Nuestra casa se ubicaba exactamente frente a la entrada de la clínica del Hospital John Hopkins, en Baltimore. Vivíamos en el primer piso y alquilábamos el segundo a algunos pacientes de la clínica que vivían fuera y buscaban donde quedarse mientras duraba su tratamiento.
Una tarde de verano mientras preparaba la cena escuché que tocaban a mi puerta. Abrí y vi a un anciano verdaderamente repugnante.
"Buenas noches. He venido a ver si usted tiene una habitación disponible tan sólo por una noche. He venido para recibir un tratamiento y no hay ningún bus hasta mañana temprano".
Por un momento, vacilé en aceptarlo como huésped, pero sus siguientes palabras me convencieron: "Puedo dormir en esta mecedora, aquí afuera, en la entrada". Al tiempo, lo pensé y no estaba tan convencido. Luego, le ofrecí una cama y lo invité a comer, pero se negó. Al amanecer tenía todas las cosas en orden.
En la siguiente cita médica, nuevamente llegó a pedir hospedaje, pero esta vez trajo un enorme pescado y frutos de su granja.
En otras ocasiones, simplemente nos hacía llegar sus cosechas por encomienda.
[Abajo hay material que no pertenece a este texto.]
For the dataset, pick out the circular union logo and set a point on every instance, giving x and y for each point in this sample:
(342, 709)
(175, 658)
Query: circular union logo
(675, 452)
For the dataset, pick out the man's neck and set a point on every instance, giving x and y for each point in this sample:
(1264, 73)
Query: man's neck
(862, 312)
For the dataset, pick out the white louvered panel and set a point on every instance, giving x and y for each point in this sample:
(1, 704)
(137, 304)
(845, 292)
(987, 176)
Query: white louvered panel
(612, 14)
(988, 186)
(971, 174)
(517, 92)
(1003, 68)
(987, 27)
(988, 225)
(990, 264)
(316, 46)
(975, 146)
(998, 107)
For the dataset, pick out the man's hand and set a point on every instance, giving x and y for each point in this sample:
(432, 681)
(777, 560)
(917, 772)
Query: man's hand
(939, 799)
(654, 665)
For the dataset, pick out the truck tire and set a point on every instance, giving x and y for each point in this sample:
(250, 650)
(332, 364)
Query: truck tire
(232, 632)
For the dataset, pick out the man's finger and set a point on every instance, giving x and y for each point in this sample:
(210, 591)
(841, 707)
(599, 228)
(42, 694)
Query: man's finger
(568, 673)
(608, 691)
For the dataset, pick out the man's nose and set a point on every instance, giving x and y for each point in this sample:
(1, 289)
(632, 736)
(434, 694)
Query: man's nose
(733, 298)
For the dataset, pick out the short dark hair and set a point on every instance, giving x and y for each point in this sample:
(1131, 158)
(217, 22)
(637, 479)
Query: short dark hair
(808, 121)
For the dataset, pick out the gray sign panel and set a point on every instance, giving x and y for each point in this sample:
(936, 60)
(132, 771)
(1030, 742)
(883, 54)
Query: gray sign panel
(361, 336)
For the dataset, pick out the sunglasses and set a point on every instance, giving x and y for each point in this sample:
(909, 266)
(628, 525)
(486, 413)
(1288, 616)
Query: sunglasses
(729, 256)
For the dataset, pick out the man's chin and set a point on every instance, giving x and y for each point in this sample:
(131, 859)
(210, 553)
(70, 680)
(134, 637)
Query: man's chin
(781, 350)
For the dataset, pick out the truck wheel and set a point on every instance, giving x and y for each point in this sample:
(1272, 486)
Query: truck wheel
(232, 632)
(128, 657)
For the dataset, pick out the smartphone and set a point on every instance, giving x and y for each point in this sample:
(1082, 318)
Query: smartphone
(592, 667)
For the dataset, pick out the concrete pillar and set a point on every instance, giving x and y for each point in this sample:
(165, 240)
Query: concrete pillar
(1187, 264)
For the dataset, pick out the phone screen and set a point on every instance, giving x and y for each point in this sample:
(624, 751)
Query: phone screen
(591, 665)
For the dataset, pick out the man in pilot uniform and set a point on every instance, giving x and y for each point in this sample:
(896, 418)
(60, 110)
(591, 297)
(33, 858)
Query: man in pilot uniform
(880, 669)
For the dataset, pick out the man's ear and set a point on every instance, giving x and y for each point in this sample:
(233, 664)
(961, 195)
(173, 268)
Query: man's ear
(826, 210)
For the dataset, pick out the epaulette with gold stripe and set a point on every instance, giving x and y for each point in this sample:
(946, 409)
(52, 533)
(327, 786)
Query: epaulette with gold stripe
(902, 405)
Nunca olvido el comentario de una vecina: "¿Alojaste a ese repugnante hombre anoche? ¡Yo lo rechacé! ¡Puedes perder clientela recibiendo tal gente!".
Simplemente opté por quedarme callado, pues probablemente haya perdido clientela una o dos veces. Pero si tan sólo lo hubieran conocido, tal vez sus enfermedades hubieran sido más fáciles de sobrellevar. Sé que nuestra familia estará siempre agradecida de haberlo conocido, aprendimos de él a aceptar sin quejas lo malo y a aceptar con gratitud a Dios lo bueno.